Semantics Disentangling for Text-to-Image Generation

1.What is this paper about?

It proposes Semantics Disentangling Generative Adversarial Network(SD-GAN) that implicitly disentangles semantics to both fulfill the high-level semantic consistency and low-level semantic diversity.

2.What’s better than previous paper?

The previous model lacked the ability to generate similar images from two texts describing the same ground-truth. To address this issue, it can generate consistency image in spilte of retainning semantic diversities and details.

3.What are important parts of technique and methods?

model

It distills semantic commons from the linguistic description to keep generate image consistency under expression variants.

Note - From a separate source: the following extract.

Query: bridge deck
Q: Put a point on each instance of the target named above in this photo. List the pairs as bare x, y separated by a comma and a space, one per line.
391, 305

The purpose of SCBN is to reinforce the visual-semantic embedding in the feature maps of the generative networks and complements to the Siamese structure introduced which only focuses on distilling semantic commons but ignore the unique semantic diversities in the text.

4.How did they verify it?

It is evaluated on CUB and MS-COCO datasets.

It uses inception score as metrics and compare with state-of-the-art methods.

For human evaluation

50 text descriptions for each class in the CUB test set and 5000 text descriptions in the MS-COCO test set are randomly selected, and 50 users given the same description are asked to rank the results in different ways. It compares with StackGAN and AttnGAN.

It evaluated to generate two images from two text descriptions describing the same ground-truth image and compare with StackGAN and AttnGAN.

All of evaluations show this model outperform state-of-the-art models. By conducting an ablation study, the effectiveness of each architecture and contrastive loss was demonstrated.